Lawnmower
Problem
A kite shaped lawn consists of an equilateral triangle ABC of side 130 feet and an isosceles triangle BCD in which BD and CD are of length 169 feet. A gardener has a motor mower which cuts strips of grass exactly one foot wide and wishes to cut the entire lawn in parallel strips. What is the minimum number of strips the gardener must mow?
Student Solutions
Tony Cardell, has sent in this solution, which gives the correct answer. We're still not quite convinced: how does he know that the strips are parallel to the longer side? If anyone can explain this, we'll add their explanation here.

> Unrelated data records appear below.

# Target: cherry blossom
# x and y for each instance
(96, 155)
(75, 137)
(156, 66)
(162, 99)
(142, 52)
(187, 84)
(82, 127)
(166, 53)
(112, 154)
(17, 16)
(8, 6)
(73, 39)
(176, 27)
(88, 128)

We must find the maximum distance between a pair of opposite sides (it doesn't matter which since this is a kite). If we extend the two sides (coloured blue), the intersection is on the same side of the kite as the equilateral triangle, as shown. So the maximum distance between the two sides is the red line.
Now look at the isosceles triangle part of the kite. One formula for the area of a triangle with sides a,b,c says that if s is the semi-perimeter, (a+b+c)/2, then the area is the square root of s(s-a)(s-b)(s-c). The isosceles triangle has sides 169, 169, 130, so s=234 and the area is 10140 square feet. But we also know that the area is 1/2 x base x height, so the height we want is 10140 x 2 / 169=120. So 120 foot-wide strips will be needed.